Friday 10 February 2012

Tough Job Market Means Law School Grads are Seeking NonLegal Work!

While searching the internet for information on the legal job market I came across a story from U.S. News and World Report, the entity that ranks law schools (and other universities).  While I would like to go off on this ranking system, which I find largely arbitrary and somewhat asinine, I wanted to focus on this very simplistic article. 

In Tough Job Market, Law Grads Use J.D.s for Nonlegal Work

"Typically, 10 percent of Yale Law School alumni work in a business setting five years after graduating, according to a 64-page Lawyers in Business guide the school publishes.
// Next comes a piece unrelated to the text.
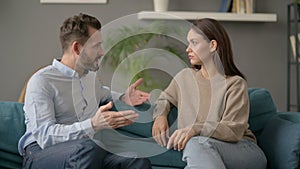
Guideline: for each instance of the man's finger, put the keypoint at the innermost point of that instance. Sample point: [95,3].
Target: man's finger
[137,83]
[106,107]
And, jobs in management consulting, investment banking, and venture capital can earn young associates annuals salaries of $100,000 to $300,000, the guide states."
First, I realize that the article is talking about Yale Law School, which is in a different league than most of the schools most of us go to or went to.  However, it is the second part of the paragraph that made me chuckle.  The article acts like this kind of salary is the norm.  No wonder people are so duped into going to law school.  Studies have shown that people believe what they want to believe.  Seeing that even if you don't get a job in law, you can still go out and make up to $300,000 a year as a consultant or banker makes people think "well, law school is a no lose game". 

According to employment statistics on Drake University's School of Law website, 16 percent of the Des Moines, Iowa, school's alumni work in business fields nine months after graduation, and the website of the Boston University School of Law says 17 percent of its 2009 graduates working in law and business began their careers in academia and while 6 percent worked in business.
This paragraph fails to state the realty that 17 percent of Drake's class of 2009 graduates are not working in $100,000 to $300,000 consulting positions.  Many may be working at their father's trucking company washing trucks, others may be employed at Starbucks or Barnes & Noble.  Later on the article does state, about yet another school (Albany Law School), that:
"Other recent graduates are pursuing accounting firms, legislative positions, investor services, publishing houses, compliance and claims jobs, and court analyst roles," Mans says. "Salaries at these positions range from $43,000 to $105,000."
Again, this is not the norm.  One can not expect to go from a lower ranked law school to a $105,000/year job.  Of course, the article states "Salaries for these positions range..." which does not mean that those are the salaries that law graduates can expect to make.  However, many of the law school lemmings at top-law-schools will eat this stuff up and proclaim: even if I don't land a job in biglaw, I can expect to make big money!  Articles like these are the reason why the educational system is seen as a gateway to riches, and why our grandmothers are telling us "just stay in school, it will be worth it in the end."